Hotel Plaza - Images

Hotel Plaza, Jersey City NJ

Courtesy, RF Smith

Hotel Plaza

Postcard of Hotel Plaza
Courtesy, Jersey City Free Public Library

Hotel Plaza

Hotel Plaza
Photo: P. Shalhoub, 2001

Location: Hotel Plaza, Jersey City NJ

Hotel Plaza

Hotel Plaza
91 Sip Avenue, South East corner of Sip and Enos Place
The entrance is now on Jones Street

Designed by Clinton and Russell of New York City, the seven-story Hotel Plaza opened in 1924. It was built under the supervision of architects William Neuman & Sons for the post-World War I rebuilding of Journal Square by the Plaza Apartment Hotel Corporation of New Jersey.

The hotel structure features toned red brick trimmed with limestone and white marble. It had a marquee over the entrance on Sip Avenue and a colonial-style main entrance and lobby on Enos Place. An addition to the hotel was constructed in 1928.

As a full-service hotel, it had 190 rooms, 160 baths, and several dining rooms like the Wedgewood Dining room, Cocktail Lounge and Grill, and Men's Bar. The banquet hall, decorated in French and Italian Renaissance style, became the gathering place for social and political events in Jersey City. The local Lions Club, Rotary Club, and United Way, among others, met at the hotel for fifty years.

Political leaders frequently staged rallies in the hotel's ballroom. Here, Mayor Hague held an annual "speaker's bureau" event, where he delivered his pitch about the upcoming elections to ward leaders and committeemen and committeewomen. Those who disagreed with the mayor or disrupted the meeting were physically ejected to the streets. Years later, Jacqueline Kennedy came to the ballroom during John F. Kennedy's presidential campaign. Adam Clayton Powell campaigned there during Robert F. Kennedy's bid for the White House. C.J. Ingram, the radio editor of the Jersey Journal, hosted a variety show from the ballroom on Sundays in the 1930s and 1940s. It was broadcast over Radio WAAT in the Universal Building at the rear of the nearby Stanley Theater.

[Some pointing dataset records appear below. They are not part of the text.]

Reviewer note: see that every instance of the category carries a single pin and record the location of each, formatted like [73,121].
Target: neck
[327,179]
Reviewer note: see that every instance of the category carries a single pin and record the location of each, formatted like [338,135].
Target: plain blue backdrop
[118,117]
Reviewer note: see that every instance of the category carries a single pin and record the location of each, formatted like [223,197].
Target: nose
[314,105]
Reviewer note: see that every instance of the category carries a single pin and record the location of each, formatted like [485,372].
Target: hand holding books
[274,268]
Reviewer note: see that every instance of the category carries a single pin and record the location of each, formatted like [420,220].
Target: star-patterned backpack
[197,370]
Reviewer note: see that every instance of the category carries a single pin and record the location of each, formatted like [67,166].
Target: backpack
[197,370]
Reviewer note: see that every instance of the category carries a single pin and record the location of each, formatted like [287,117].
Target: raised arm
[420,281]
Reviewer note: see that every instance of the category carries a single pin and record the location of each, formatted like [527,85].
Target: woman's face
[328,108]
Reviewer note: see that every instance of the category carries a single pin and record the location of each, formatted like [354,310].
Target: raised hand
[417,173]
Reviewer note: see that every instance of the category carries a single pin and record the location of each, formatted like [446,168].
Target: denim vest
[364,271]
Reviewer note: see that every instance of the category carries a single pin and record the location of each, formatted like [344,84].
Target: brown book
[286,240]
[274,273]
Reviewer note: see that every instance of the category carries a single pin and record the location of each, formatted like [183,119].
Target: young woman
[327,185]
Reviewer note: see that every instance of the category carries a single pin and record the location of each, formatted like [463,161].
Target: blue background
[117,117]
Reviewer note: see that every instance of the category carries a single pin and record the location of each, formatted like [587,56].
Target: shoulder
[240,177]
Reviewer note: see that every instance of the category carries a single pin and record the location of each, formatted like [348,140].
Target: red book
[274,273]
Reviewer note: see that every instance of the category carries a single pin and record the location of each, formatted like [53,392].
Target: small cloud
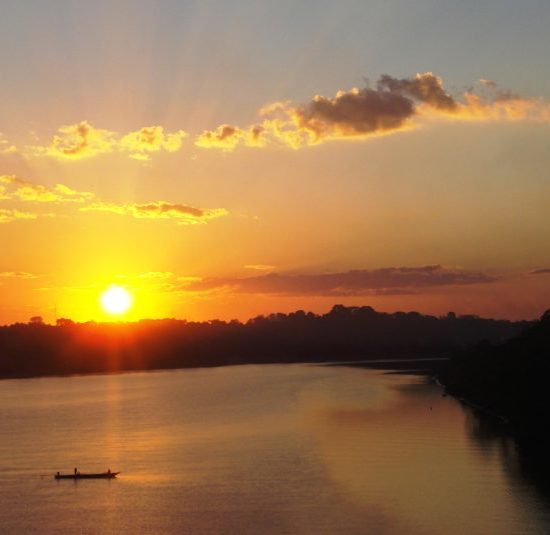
[17,275]
[83,140]
[384,281]
[228,137]
[156,275]
[80,140]
[259,267]
[182,213]
[151,139]
[5,146]
[8,215]
[23,190]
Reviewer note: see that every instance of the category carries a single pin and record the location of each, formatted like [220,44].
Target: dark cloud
[385,281]
[423,87]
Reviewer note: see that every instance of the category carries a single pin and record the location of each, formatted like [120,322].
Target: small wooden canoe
[78,475]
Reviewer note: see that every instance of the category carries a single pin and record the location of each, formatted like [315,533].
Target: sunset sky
[228,159]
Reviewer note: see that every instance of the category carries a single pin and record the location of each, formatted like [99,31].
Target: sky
[229,159]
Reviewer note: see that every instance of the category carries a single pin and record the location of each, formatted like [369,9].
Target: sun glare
[116,300]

The Plaza Management Corporation purchased the hotel in 1951, but its future was not financially secure. By the 1970s, the commercial center of Journal Square began to lose business to the suburban shopping malls. The declining occupancy rate forced a reconsideration of the use of the building. In 1978, the United Auto Workers and the Senior Citizens Council, with the Housing and Development Agency, purchased the hotel at auction for $400,000. They renovated the hotel for a senior residence with 93 units in October 1980.